= Emile Rahme =

Lebanese politician

Emile Rahme (إميل رحمة) is a Maronite Lebanese ex-member of parliament representing the Baalbeck-Hermil district between 2009–2018. He is the leader of the Solidarity Party and is part of Sleiman Frangieh's Marada bloc also called Free and Unified Lebanon Bloc. He was elected for the first time in 2009.

==Biography==
Emile Georges Rahme was born on March 1, 1952, in Deir el Ahmar. Rahme attended the Sharkieh School in Zahlé where he was aspired to follow his degree studying Private Law at the Lebanese University. Rahme did not wait long to start with his political and reform career. During his last university year 1975, he was found presiding "Harakat Al Wa'ai" (The Awakening Movement) a student movement, calling for student rights and equality. After about 10 years, Rahme seeks enhanced change and higher quality reform expansion forming "Hizb el-Tadamon" (Solidarity Party) year 1985.

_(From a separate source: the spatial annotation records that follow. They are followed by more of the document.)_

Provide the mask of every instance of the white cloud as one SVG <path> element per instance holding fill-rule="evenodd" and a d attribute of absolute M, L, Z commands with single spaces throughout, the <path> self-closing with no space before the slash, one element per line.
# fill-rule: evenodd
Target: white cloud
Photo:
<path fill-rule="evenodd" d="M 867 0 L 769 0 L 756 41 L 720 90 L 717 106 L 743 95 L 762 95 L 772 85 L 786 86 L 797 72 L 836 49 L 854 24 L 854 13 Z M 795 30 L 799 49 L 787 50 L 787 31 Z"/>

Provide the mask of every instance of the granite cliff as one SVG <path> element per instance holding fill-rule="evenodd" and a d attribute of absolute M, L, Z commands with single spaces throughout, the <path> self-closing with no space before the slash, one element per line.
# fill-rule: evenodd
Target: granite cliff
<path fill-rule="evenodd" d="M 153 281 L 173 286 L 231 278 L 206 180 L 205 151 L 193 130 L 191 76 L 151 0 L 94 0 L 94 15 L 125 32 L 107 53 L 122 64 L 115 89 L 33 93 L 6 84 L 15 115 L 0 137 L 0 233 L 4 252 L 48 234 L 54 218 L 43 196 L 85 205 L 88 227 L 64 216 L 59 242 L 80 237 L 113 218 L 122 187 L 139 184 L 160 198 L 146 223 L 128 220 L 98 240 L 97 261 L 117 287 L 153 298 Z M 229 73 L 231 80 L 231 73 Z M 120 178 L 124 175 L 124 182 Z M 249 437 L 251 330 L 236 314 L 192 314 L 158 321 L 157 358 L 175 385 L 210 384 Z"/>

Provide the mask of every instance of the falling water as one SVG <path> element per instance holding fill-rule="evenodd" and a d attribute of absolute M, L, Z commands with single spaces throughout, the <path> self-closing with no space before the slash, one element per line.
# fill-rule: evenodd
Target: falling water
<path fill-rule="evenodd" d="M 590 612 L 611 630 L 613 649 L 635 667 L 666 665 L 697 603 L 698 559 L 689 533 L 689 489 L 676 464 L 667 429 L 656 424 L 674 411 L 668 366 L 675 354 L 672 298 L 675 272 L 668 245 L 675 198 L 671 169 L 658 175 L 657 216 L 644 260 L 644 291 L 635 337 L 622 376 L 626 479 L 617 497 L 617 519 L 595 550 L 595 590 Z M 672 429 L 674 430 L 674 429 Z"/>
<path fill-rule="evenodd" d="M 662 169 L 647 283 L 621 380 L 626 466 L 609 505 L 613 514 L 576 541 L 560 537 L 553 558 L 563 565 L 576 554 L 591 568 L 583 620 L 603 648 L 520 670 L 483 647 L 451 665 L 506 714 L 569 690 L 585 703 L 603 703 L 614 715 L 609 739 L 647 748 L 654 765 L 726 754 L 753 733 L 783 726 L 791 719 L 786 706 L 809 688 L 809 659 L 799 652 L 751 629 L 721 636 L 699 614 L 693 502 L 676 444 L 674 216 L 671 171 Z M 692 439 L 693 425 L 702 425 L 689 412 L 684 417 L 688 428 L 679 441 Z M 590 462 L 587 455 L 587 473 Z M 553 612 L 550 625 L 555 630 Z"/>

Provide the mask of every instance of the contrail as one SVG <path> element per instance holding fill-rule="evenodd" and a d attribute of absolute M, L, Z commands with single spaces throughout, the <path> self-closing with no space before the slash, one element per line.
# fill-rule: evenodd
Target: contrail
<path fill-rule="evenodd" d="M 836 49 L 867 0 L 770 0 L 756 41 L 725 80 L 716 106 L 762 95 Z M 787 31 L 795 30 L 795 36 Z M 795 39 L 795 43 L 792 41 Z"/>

In the year 1986, the role of Rahme becomes vivid in the Lebanese Forces when he headed the Justice Department. His service continues where he defended the leader of the Lebanese Forces, Samir Geagea, and Fouad Malik year 1994 when they were prosecuted.

Moreover, throughout those years, Rahme's dedication for his society was not put aside. Year 1982, Rahme attended the Christian Democrat International in the Belgian and Italian Parliaments. In 1986, up until now, Rahme acts as an active member in the Maronite Union. Furthermore, he attended International Maronite Congresses in New York year 1980, in Canada year 1985, in Los Angeles years 1994 and 2002. In addition to all that, Rahme is an active member and spokesperson of the Follow-up Committee for the "National Christian Union" (اللقاء الوطني المسيحي) since 2008. Finally, in 2003, Rahme was elected by the Lebanese Parties as the coordinator for the Palestinian "Right of Return" and "Objection Against Resettlement".

After an unsuccessful attempt year 2000 to enter the Lebanese Parliament, he was elected member of the parliament for the Maronite seat of Baalbek-El Hermel district with 109,060 votes on June 7, 2009. His score was the highest amongst all elected members of the parliament in Lebanon.

In 2018, he lost his seat to the Lebanese Forces candidate Antoine Habchi.